Summer SAVY 2019: Session 2, Day 3 – Ecological Expedition (Rising 3rd/4th)
Today we were not only ecologists, but mathematicians! Students focused on the debatable question, “Should humans help control the growth or decline of animal populations?” through studying invasive species. The United States and the department of wildlife needed our students’ help by analyzing how the wild boar population impacts different ecosystems in our country. Through games, videos, maps, graphs, and complex questions, students learned more about the effects of these aggressive creatures so they could create a solution to this problem.
Students first began their study through a game on population growth. Each group was given a particular amount of time, and every certain number of seconds, students doubled their animals’ population. Students quickly saw how populations could grow quickly, and we reflected about the possible impacts on other plants and animals if a population continued to increase without any control.
Next, we watched a couple videos and analyzed maps on the wild pig population in the United States. Students saw not only the growth of these animals in the south, but in Tennessee as well! Finally, students calculated the change in the wild boar population within the last ten years and graphed their results. When comparing the wild boars population growth to other species during this same time period, one could see how this invasive species could wipe of an entire native species in an area in less than 10 years!

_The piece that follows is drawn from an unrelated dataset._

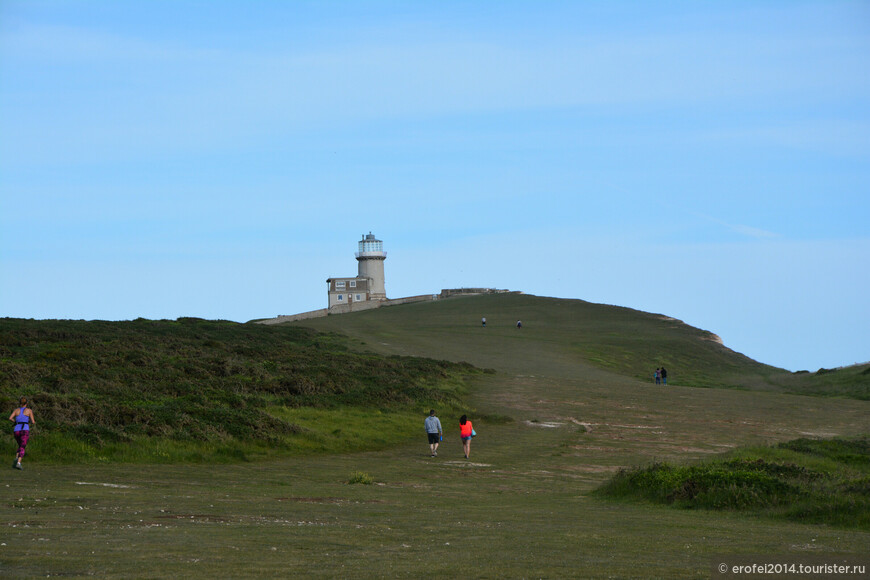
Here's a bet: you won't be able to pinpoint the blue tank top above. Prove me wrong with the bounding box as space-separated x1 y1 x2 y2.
14 408 29 431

Today we also had a guest speaker join us who just finished her PhD at Vanderbilt and did her field work in Brazil! Dr. Jen Bradham shared about her journey as an ecologist and answered many of the students’ questions on animals, invasive species, and the qualities of an ecologist. We are so thankful Jen was able to come and speak to the students!
Students ended the day with a research project on an invasive species of their choice. They will create posters and present their findings to one another tomorrow. I can already tell some of these students are well on their way to becoming future ecologists one day!